A medium-size carrot has 6 grams of carbs, and 2 grams of fiber. This fruit are rich in beta-carotene, which is converted into vitamin A in the liver. A diet deficient in vitamin A can lead to night blindness and other eye problems. Carrot is an important source of potassium. Potassium is important in helping to maintain a healthy electrolyte balance and fluid level in the cells of body.
What is Carrot Good For?
Carrots are one of the best source of beta carotene. Beta carotene is one of the strong antioxidant that helps protect body from harmful oxygen-free radical injury. Beta-carotene has been shown to protect against macular degeneration and senile cataracts. A study found that participants who eat the most beta-carotene had 40% lower risk of macular degeneration than those who consumed little.
A variety of dietary carotenoids have been shown to have anti-cancer properties due to their antioxidant effect in reducing free radicals in the body. Carrot extract was shown to kill leukemia cells and inhibit their progression in a 2011 study. British scientists discovered that increasing beta-carotene consumption from 1.7 to 2.7 mg per day reduced lung cancer risk by more than 40%. Among younger men, diets rich in betacarotene may play a protective role against prostate cancer, according to a research performed by the “Harvard School of Public Health’s Department of Nutrition”. Men who included carrots as part of their regular diet, eating them at least three times a week, were 18 per cent less likely to develop a prostate tumour, according to results reported in the latest “European Journal of Nutrition”. Recently, scientists have isolated a compound called falcarinol in carrots that may be largely responsible for anti-cancer effects.Study conducted by researchers at “University of Newcastle” on lab animals has found that falcarinol in carrots may help fight against cancers by destroying pre-cancerous cells in the tumors.

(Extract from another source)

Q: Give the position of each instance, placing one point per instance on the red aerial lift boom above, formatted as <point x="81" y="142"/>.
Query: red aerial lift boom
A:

Studies shown that a diet high in carotenoids are linked with a lower risk of heart disease. A study performed at the Mario Negri Institute of Pharmacological Research in Italy found that those who ate more carrots had one third the risk of heart attack as compared with those who ate fewer carrots. Several studies have strengthened the “carrot effect” on brain. According to a research carried at “Harvard University”, individuals who consumed more than 6 carrots a week are less likely to suffer from strokes in comparison to those who ate only one carrot a month or less.